The alarm beeped, and Alfred fished the egg out of the pot. He set it aside, and then poured the tea into individual cups. He handed one to Jason, and nudged another towards Cassandra.

She took it up, sniffed it, sipped it, and then spat it out. “Blehhhh!” she said, and made a comically disgusted face that Jason would neither forget nor forgive, so long as he lived.

He pointed blindly at the sugar bowl. She stared at him. He took a spoonful of sugar and stirred it into his own tea, and then sipped it, hoping to demonstrate. Ugh. He hated sweet tea.

Instead of imitating him, she reached across the table, took Jason’s tea, and sipped it. And then made another horrible face, and carelessly dropped his cup back down, where it splashed all over the table.

(She had the worst table manners he’d ever seen in his life. He’d eaten out of dumpsters.

And she...she had probably done the same.)

“I don’t think she likes Lapsang Souchang, Alfie,” he said, helplessly.

He sat there for a few seconds, and then he got up, taking both his and Cassandra’s cups, and dumping them out into the sink. And then the pot, too. He dug into the cupboard and pulled out another tea tin.

He could see Cassandra watching him intently while he mixed the new blend in the tea egg, and set more water to boil. He sat back down, and handed her a Jammie Dodger.

“Biscuit,” he said.

Cassandra ate the cookie in two messy bites.

“Biscuit,” he said again.

“Biscuit,” she agreed, cheerfully.

The kettle whistled again, and again, Alfred poured the boiling water into the pot.

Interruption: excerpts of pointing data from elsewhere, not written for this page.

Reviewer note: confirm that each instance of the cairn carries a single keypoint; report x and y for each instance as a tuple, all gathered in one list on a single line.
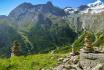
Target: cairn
[(88, 43)]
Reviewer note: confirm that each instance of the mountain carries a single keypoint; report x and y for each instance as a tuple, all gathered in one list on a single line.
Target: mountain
[(27, 11), (93, 8), (38, 28)]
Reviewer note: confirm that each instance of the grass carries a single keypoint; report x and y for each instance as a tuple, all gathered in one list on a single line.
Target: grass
[(31, 62)]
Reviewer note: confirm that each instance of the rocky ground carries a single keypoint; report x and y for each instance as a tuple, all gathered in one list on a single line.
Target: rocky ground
[(83, 61)]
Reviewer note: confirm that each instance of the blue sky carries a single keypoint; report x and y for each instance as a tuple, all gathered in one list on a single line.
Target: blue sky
[(7, 5)]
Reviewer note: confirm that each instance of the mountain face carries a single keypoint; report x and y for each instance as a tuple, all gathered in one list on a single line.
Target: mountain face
[(96, 7), (27, 11), (38, 28)]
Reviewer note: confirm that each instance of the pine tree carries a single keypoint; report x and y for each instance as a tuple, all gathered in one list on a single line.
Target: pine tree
[(16, 50)]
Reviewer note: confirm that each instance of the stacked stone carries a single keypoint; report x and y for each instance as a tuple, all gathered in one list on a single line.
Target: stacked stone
[(88, 43)]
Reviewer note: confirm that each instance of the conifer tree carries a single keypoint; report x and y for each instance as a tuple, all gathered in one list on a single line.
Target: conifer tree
[(16, 50)]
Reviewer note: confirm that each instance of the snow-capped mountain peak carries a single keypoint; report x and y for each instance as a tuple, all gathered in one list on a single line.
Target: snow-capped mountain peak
[(96, 7), (97, 3)]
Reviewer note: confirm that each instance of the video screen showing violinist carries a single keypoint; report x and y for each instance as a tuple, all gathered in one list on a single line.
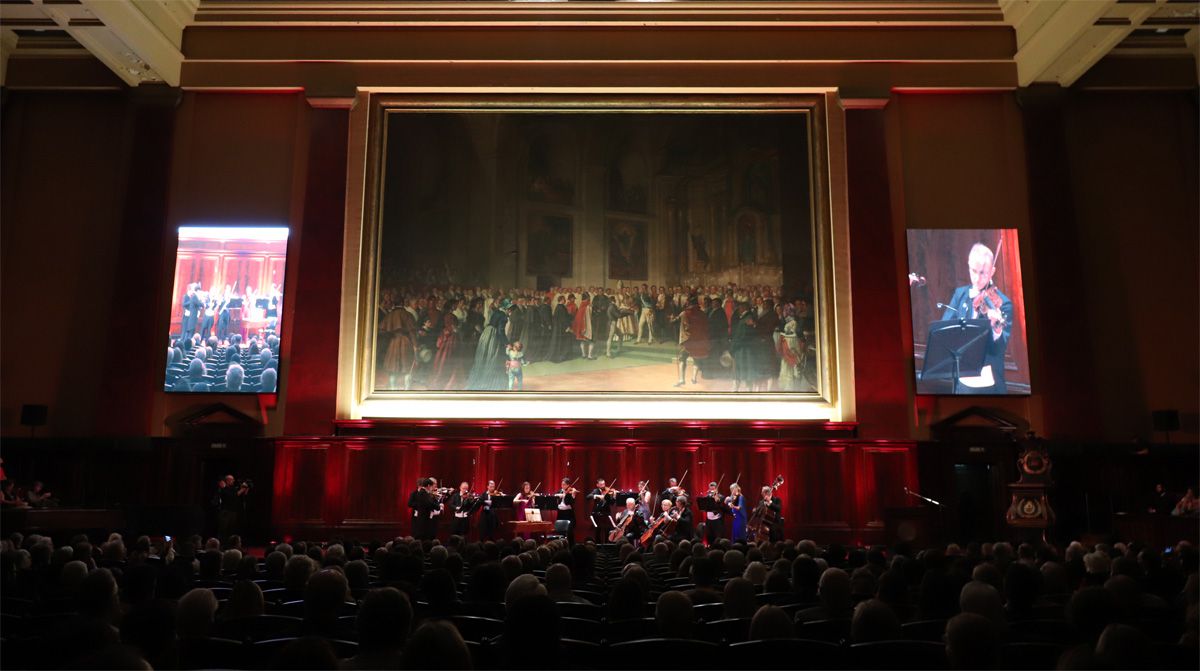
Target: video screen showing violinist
[(967, 312)]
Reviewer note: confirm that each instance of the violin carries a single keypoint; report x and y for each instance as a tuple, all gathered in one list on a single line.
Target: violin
[(989, 298), (619, 529)]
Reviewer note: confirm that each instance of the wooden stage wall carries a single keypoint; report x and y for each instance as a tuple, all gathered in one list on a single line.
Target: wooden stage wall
[(358, 486)]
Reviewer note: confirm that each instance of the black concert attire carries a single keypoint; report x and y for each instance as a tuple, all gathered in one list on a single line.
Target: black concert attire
[(601, 507), (567, 511), (667, 495), (424, 504), (775, 519), (223, 321), (961, 305), (635, 527), (192, 309), (209, 311), (462, 508), (231, 509), (714, 525), (487, 519), (684, 529)]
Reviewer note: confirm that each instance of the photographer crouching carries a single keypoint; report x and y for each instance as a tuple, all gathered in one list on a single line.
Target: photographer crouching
[(232, 495)]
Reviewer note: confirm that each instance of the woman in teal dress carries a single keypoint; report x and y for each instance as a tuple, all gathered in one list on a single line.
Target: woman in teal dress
[(737, 504)]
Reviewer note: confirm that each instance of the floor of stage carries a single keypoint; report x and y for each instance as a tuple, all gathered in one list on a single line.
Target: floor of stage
[(633, 367)]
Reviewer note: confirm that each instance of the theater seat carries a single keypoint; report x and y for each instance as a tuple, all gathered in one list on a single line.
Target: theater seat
[(621, 630), (732, 630), (669, 653), (213, 653), (924, 630), (582, 611), (1030, 657), (258, 628), (1043, 631), (709, 612), (815, 654), (473, 628), (829, 630), (898, 654), (581, 629)]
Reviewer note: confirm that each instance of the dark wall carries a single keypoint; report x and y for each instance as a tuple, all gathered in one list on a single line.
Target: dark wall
[(1113, 328)]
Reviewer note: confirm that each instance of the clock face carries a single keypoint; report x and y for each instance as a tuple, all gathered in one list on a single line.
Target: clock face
[(1030, 508)]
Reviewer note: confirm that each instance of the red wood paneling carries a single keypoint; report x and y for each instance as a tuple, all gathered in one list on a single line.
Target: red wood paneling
[(833, 491)]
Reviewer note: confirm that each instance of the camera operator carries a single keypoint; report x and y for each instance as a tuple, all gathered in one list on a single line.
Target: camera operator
[(233, 503)]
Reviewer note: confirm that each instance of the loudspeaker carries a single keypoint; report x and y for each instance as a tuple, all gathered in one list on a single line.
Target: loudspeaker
[(1165, 420), (35, 415)]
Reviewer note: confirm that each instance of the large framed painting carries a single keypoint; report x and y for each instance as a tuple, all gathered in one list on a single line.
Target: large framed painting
[(505, 250)]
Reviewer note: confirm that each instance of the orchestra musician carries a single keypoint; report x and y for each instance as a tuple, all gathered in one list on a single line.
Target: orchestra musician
[(646, 504), (671, 492), (714, 520), (462, 502), (426, 508), (774, 504), (631, 519), (737, 503), (996, 307), (487, 519), (684, 528), (567, 507), (603, 498), (522, 502)]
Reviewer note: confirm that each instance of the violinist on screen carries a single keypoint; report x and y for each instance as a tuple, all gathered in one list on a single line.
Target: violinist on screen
[(983, 299)]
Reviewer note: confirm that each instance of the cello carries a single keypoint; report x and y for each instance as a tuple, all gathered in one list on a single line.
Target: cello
[(763, 517)]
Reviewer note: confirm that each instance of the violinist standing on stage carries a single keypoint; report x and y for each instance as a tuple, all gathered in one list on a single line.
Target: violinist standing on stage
[(567, 508), (714, 520), (737, 503), (522, 502), (462, 503), (633, 520), (487, 520), (601, 508), (965, 304), (671, 492), (684, 528), (426, 508)]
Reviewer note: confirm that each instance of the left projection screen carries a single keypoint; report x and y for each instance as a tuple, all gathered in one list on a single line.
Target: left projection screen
[(227, 310)]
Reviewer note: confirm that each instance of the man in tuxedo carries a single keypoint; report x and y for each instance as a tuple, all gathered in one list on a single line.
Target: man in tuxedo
[(684, 529), (425, 507), (567, 508), (192, 306), (775, 517), (601, 507), (981, 265)]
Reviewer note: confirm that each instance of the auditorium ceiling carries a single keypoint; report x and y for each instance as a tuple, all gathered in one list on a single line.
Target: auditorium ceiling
[(330, 47)]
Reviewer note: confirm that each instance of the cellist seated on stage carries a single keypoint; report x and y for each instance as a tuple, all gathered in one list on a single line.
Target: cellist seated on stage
[(629, 521)]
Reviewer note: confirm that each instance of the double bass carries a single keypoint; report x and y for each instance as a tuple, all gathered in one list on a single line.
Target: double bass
[(763, 517)]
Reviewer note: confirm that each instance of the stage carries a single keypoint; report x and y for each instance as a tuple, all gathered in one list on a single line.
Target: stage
[(357, 483)]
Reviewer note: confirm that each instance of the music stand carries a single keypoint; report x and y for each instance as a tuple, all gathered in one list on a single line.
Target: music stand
[(955, 347), (707, 504), (623, 496)]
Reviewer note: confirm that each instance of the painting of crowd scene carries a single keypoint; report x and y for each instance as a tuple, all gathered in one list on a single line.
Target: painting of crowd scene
[(226, 310), (580, 252)]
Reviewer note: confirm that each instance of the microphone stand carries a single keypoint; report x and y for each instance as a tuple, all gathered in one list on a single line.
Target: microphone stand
[(941, 509)]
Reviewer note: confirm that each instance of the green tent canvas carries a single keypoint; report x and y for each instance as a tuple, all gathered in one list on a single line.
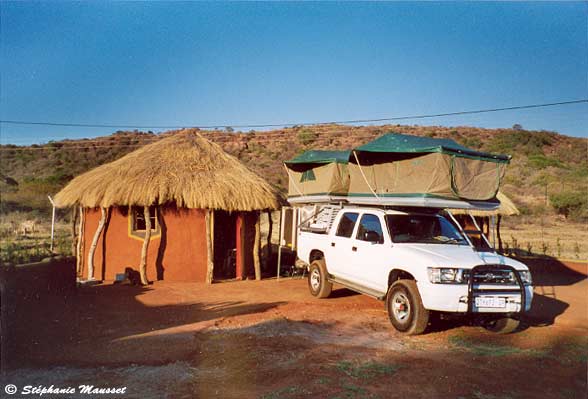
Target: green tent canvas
[(318, 173), (398, 165)]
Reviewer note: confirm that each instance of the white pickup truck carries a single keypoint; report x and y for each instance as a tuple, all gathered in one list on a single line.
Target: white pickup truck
[(419, 262)]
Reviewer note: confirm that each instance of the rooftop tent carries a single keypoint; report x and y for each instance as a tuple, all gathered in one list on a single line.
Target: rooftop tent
[(318, 175), (398, 165)]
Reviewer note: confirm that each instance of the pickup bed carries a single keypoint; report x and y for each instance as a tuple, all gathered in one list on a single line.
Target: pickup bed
[(418, 263)]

The scent from the pot wasn’t just the smoky scent of before, but something sweet and floral as well. Lapsang Souchang, cut with Victorian Rose. Cassandra’s eyebrows crooked.

Alfred poured her another cup. She took it, sniffed it, and sipped it. Then she put it down, and reached for the sugar bowl, and mixed in a spoonful of sugar. She sipped it again, and then her face split in a smile.

Jason sipped his own, then pointed to his cup and said, “Tea.”

“Tea,” Cassandra said. “Yes. You,” she pointed at him. Then at herself. “Me. Tea.”

“Yeah,” Jason said. “You, me, tea.”

Notes:

This was written for a prompt asking for Jason, Cass, and Alfred having tea and a nice chat. This somehow required a 40-minute discussion with Audrey about what Jason's educational career would have looked like if not for that pesky death thing.